Saturday, September 8, 2007

Can I Just say

That I love William Carlos Williams? I realized today that I hadn't ACTUALLY read any poems by him (though I thought I had...WRONG. Just Wheelbarrow. Can you believe that?!?!?). Anyway, because of time and whatnot, i'm only reading the small lil book edited by Pinsky. And I'm only up to some of the poems roughly around 1918, but i'm sold. Sign me up. Get me a t-shirt. Got the collected poems coming in the mail for some magical time when I have time to read more (along with Hughes, who I also feel deserves so much more time than I gave him). Honestly, I thought Wallace Stevens was a bit of a drag, so I was prepared for WCW to be draggish as well (guilty by national association). Well, that was wrong. Reading his poems makes me want to throw myself on a lawn and roll around in some daisies. And then get in a car and drive past people and make wonderful observations.

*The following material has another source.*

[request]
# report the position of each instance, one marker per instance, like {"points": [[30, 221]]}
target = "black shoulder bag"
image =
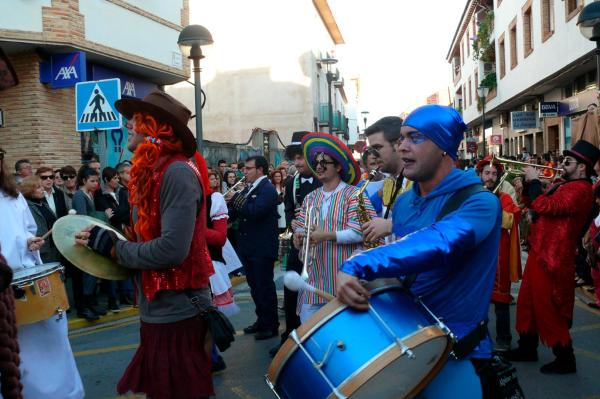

Also, read "The Man Who Lived Underground"--a short story by Richard Wright that in many ways functions as a kind of Ur-Text for Invisible Man. It's Great!!! Greg, you might be interested. It's only 60 pages or so and its trippy and out of this world and good, if you're still on the short fiction tip. It's in a book called "Eight Men".

And, finally, to wrap up this whirlwind, just finished The Color Purple. Which I always forget that i like a lot. I remember being really biased when I read it the first time as an undergraduate in a women's southern fiction class. (Where we also read Gone With the Wind and a bunch of O'Connor and Katherine Anne Porter (who by the way, needs to make her way back into the cannon). Anyway, I was prepared to write it off as sentimental, too full of feeling and womany stuff. WRONG. Perhaps its a woman in English dept. thing, but as an undergrad, i felt tremendous pressure that if I wanted to be a serious academic I had to be in the Harold Bloom camp of closed-mindedness. Alice Walker helped snap me out of that. Could Color Purple be...gasp...better than Beloved? It just might. In that way that Vonnegut just might be better than Faulkner sometimes. Who knows.

anyways, the color purple is grabbing every time. The way it is intentionally re-writing so many parts of canonical fiction. I also read Slaughterhouse Five recently and am finding all kinds of strange connections. Both Walker and Vonnegut in these books have interesting ideas on how shame and ethics work together. It's all tied up with personal responsibility, what it means to be a 'good person' in a fucked up world, how there can be room for aesthetics even if we are in an anti-aesthetic moment/era. And both need a touch (or more) of humor to make this all work out right.

Jumbled post, I know. Jumbled brain.